Coulomb drag between ballistic quantum wires

TL;DR

This paper develops a kinetic theory for Coulomb drag in ballistic 1D electron systems, highlighting the importance of equilibration processes and showing how they influence the temperature dependence and interaction strength effects on drag resistivity.

Contribution

It provides a novel kinetic equation framework demonstrating the critical role of equilibration processes and their impact on Coulomb drag behavior in one-dimensional quantum wires.

Findings

Equilibration between right- and left-moving electrons is crucial for dc drag.

Forward scattering near the Fermi surface alone does not produce nonzero dc drag.

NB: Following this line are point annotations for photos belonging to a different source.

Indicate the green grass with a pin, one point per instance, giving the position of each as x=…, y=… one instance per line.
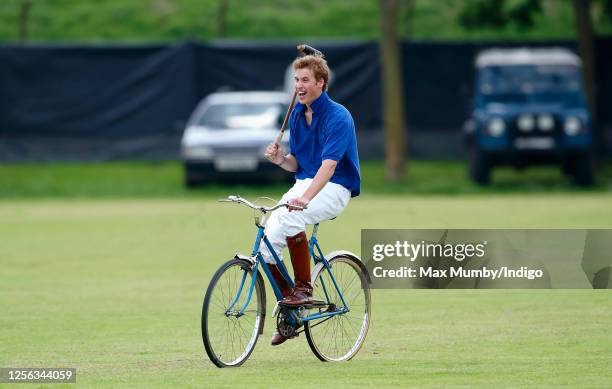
x=113, y=287
x=154, y=180
x=172, y=20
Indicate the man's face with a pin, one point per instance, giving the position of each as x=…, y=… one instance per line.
x=307, y=87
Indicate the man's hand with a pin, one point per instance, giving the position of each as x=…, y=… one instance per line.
x=273, y=154
x=301, y=202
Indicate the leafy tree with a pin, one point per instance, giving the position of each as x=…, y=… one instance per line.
x=394, y=117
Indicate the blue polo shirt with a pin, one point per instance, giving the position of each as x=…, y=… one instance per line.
x=331, y=135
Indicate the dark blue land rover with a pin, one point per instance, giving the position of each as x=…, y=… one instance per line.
x=529, y=108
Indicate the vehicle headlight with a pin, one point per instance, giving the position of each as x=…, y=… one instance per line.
x=497, y=126
x=525, y=123
x=198, y=152
x=572, y=126
x=546, y=122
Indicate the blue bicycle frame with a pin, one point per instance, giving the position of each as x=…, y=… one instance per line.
x=259, y=261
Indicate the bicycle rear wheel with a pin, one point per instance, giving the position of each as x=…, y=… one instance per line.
x=229, y=337
x=339, y=337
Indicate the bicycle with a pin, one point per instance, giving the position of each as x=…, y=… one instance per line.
x=234, y=308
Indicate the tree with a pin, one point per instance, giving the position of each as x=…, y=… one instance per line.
x=24, y=18
x=222, y=11
x=393, y=97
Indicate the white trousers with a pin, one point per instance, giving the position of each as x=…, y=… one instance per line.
x=327, y=204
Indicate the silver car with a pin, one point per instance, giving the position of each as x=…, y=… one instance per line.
x=227, y=134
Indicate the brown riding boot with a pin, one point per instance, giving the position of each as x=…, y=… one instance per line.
x=280, y=280
x=300, y=258
x=286, y=291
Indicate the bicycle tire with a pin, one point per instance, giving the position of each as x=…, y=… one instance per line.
x=340, y=337
x=221, y=331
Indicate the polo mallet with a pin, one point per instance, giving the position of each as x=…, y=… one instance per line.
x=302, y=51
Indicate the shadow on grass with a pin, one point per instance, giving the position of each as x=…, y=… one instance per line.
x=165, y=179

Slow equilibration leads to activation-like temperature dependence of drag resistivity.

Abstract

We develop a kinetic equation description of Coulomb drag between ballistic one-dimensional electron systems, which enables us to demonstrate that equilibration processes between right- and left-moving electrons are crucially important for establishing dc drag. In one-dimensional geometry, this type of equilibration requires either backscattering near the Fermi level or scattering with small momentum transfer near the bottom of the electron spectrum. Importantly, pairwise forward scattering in the vicinity of the Fermi surface alone is not sufficient to produce a nonzero dc drag resistivity $\rho_{\rm D}$, in contrast to a number of works that have studied Coulomb drag due to this mechanism of scattering before. We show that slow equilibration between two subsystems of electrons of opposite chirality, "bottlenecked" by inelastic collisions involving cold electrons near the bottom of the conduction band, leads to a strong suppression of Coulomb drag, which results in an activation dependence of $\rho_{\rm D}$ on temperature---instead of the conventional power law. We demonstrate the emergence of a drag regime in which $\rho_{\rm D}$ does not depend on the strength of interwire interactions, while depending strongly on the strength of interactions inside the wires.